Even as Avengers: Endgame was creating new box-office records, Pokémon: Detective Pikachu made a little history of its own by becoming the highest-rated live-action adaptation of a video game on Rotten Tomatoes. The film has also grossed $364 million worldwide, becoming a profitable venture for its makers.
A 66 percent rating on Rotten Tomatoes is generally considered middling, which is why Detective Pikachu’s pole position among cinematic adaptations of video games points to the chequered history of the sub-genre. Hollywood keeps churning out video-game films on a regular basis despite more failure than success.
“Most film adaptations of video games have not been successful because they have strayed away from the formula that made those games popular,” says Rohin Bhaumik, a gaming content creator. “If you don’t do justice to the original medium, the fans will walk away disappointed,” he adds.
Writing and conceptualizing a film based on another medium is always a tricky process, the challenge invariably being all about what to retain, what to remove, and how to ultimately create something that is true to both art forms. Arriving at that balance is no mean feat, and it is a reason why even cinema adaptations of books and comic books can also often fall flat. The Batman films of the nineties would fit that description, as would the 2003 book-to-film adaptation of Dr. Seuss’ The Cat In The Hat, starring Mike Myers and Dakota Fanning.
The failure rate for video-game adaptations, however, seems to be much higher, possibly because of the huge difference in styles of storytelling in the two formats. The contained worlds and concise plots of films bear a stark contrast to the sprawling worlds of video games, with stories that often last over 30 hours. Film characters are entirely about emotional depth, which isn’t explored in games.
Harish Iyengar, a gaming podcaster, feels the point of view is a crucial factor: “You always speak of how you did something in Lara Croft: Tomb Raider and not what the character did. You have certain expectations. The moment you leave the character in the hands of the filmmaker, it goes on a different tangent.”
For Bhaumik, another concern is the filmmakers’ understanding of the source material. Alone In The Dark and House Of The Dead are two adaptations that were so badly received that they ended up in IMDb’s list of 100 lowest-rated films. Both were directed by Uwe Boll, often criticized for adding elements to films that aren’t true to their source material. His reputation was so bad that Blizzard Entertainment rejected his bid to direct the Warcraft film by saying they would not sell the rights “especially” to him.

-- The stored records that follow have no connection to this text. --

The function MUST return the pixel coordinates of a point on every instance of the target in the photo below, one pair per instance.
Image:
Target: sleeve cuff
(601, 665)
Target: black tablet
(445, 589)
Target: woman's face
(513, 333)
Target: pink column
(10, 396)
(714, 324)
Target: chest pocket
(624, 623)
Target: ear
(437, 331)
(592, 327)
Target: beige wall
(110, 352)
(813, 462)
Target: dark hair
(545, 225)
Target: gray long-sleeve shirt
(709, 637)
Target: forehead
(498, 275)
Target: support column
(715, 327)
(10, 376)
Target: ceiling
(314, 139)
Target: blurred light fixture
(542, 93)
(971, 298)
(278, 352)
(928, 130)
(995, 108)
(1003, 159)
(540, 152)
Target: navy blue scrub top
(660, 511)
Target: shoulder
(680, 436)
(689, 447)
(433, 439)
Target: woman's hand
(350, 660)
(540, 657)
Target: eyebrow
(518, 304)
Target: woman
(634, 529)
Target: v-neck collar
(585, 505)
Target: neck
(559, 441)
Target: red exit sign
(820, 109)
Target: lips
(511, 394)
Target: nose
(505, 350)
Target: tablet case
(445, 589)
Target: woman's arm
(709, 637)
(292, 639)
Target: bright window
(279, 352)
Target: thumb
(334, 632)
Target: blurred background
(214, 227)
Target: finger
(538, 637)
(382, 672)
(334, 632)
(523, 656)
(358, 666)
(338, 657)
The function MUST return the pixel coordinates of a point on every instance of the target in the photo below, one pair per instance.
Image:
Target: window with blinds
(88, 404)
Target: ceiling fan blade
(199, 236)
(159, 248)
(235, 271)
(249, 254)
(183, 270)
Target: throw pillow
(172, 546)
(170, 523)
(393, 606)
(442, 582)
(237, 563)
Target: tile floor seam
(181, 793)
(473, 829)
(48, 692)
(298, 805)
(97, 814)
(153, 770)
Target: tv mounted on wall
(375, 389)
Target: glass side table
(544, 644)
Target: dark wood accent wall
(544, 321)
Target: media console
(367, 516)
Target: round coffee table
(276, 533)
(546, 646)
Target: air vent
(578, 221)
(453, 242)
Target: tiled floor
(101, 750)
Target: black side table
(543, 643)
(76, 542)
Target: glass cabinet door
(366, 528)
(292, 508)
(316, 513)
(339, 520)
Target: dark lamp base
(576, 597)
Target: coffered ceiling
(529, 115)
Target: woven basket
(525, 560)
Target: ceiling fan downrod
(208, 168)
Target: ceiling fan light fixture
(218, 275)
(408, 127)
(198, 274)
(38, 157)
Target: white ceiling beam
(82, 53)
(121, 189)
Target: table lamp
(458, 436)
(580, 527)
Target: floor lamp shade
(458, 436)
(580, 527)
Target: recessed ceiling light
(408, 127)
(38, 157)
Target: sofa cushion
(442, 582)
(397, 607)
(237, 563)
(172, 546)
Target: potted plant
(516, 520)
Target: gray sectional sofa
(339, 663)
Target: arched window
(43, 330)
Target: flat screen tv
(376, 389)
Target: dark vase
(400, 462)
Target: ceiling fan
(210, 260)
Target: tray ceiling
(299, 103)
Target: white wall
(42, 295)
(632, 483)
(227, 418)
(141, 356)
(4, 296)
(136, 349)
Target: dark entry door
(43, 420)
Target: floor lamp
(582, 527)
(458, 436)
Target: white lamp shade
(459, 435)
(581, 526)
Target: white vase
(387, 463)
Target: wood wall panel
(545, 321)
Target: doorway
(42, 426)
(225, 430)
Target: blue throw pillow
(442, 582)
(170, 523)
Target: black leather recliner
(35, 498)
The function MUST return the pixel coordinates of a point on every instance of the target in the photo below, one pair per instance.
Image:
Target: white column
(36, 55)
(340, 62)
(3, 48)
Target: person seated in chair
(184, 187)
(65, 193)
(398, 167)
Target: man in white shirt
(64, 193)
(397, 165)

Warcraft was eventually directed by Source Code maker Duncan Jones, whose inputs were true to the original game’s source material. That, however, wasn’t enough. The film was deemed a commercial and critical failure, despite earning revenue outside the US. “Warcraft’s main storyline, spread over three games, has many layers, heroes, and betrayals. The movie, even though it only covered the initial plot of the game series, tried to condense too much into its runtime. It started as a promising first movie in a trilogy, but the story fizzled out,” says Raj Das, an avid gamer and digital content creator.
A video-game film that was well-received in the context of its sub-genre was Tron: Legacy. Das feels that this owes primarily to the makers coming up with a whole new story, creating great visuals, and a solid background score — elements that are generally seen in successful franchise films.
This is perhaps also at the core of Detective Pikachu’s success. “I think the film worked because they have devised a completely fresh plot with new characters,” says Iyengar. “There was clearly a conscious decision to not delve too deep into the Pokemon universe, but the essence of the game has been captured. Showing live-action versions of our cute favorites could very well be disastrous, but I believe they did a fantastic job adapting that as well,” he adds.
Comparisons with the awe-inspiring success of comic book cinema are unavoidable. However, even the Marvel Cinematic Universe is only loosely inspired by the comics. The last two Avengers films — which received wide acclaim — are entirely about Thanos’ goal to “fix” overpopulation. This isn’t the character’s motive in the comics and the makers have taken liberties to adapt the source material to today’s socio-political realities.
Perhaps the success of Detective Pikachu will highlight what was lacking in video-game cinema so far: true adaptation. Capturing the essence of a game without confusing viewers with too many details might be the way forward for the sub-genre.